Compiling and Serving Frontend Assets in Flask

You’re probably not a frontend developer, and I’m guessing you have no desire to become one. I’m fairly confident of this because you’re currently engaged in a Flask tutorial, as opposed to complaining about the number of frontend frameworks you’ve been forced to learn in the last decade (sorry frontend fam, you know I love you ).

Every backend dev needs to come to terms with a stark reality: meaningful apps can’t be built without eventually digging into writing some styles or frontend JavaScript. Since the early days of Django, Python developers have opted to coin frontend code as static assets: a backhanded term that seemingly downplays the importance of JavaScript, CSS, or any presentation layer assets which make up a web application. It had been decreed that only two types of code exist in the universe: Python, and not-Python. Anything that isn't a .py file is considered to be a "static" asset, tucked into a single directory after presumably receiving a handoff from a frontend developer. This implied mindset is both somewhat absurd yet also unsurprising.

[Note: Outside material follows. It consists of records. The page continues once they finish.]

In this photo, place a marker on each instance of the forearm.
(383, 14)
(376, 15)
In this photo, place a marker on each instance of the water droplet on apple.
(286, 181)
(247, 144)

It’s time to face our fears of dealing with frontend code in Flask the right way: by writing styles in CSS preprocessors, minifying files, and serving them in “bundles” akin to the webpack equivalent. If you’re the type of person who’d prefer to link to a CDN-hosted version of jQuery 1.11 or include a hideously generic Bootstrap library to style your app for you, please stop reading and go away. For those of us with higher aspirations than a full-time job maintaining 30-year old legacy code for Citibank, we’ll be learning about Flask-Assets.

How it Works

Flask applications utilizing the Flask-Assets library will generally have two directories related to “static” assets. One directory is reserved for raw uncompressed code, while the other is for production-ready, compressed assets generated from files stored in the former (this production-ready directory is commonly referred to as a /dist or /build folder). Depending on how we configure our app, Flask-Assets will compile static assets into bundles upon startup. This is accomplished with the help of a few auxiliary Python libraries dedicated to building and compressing files: lesscpy and pyscss compile LESS/SCSS to CSS respectively, while cssmin and jsmin compress CSS/JavaScript.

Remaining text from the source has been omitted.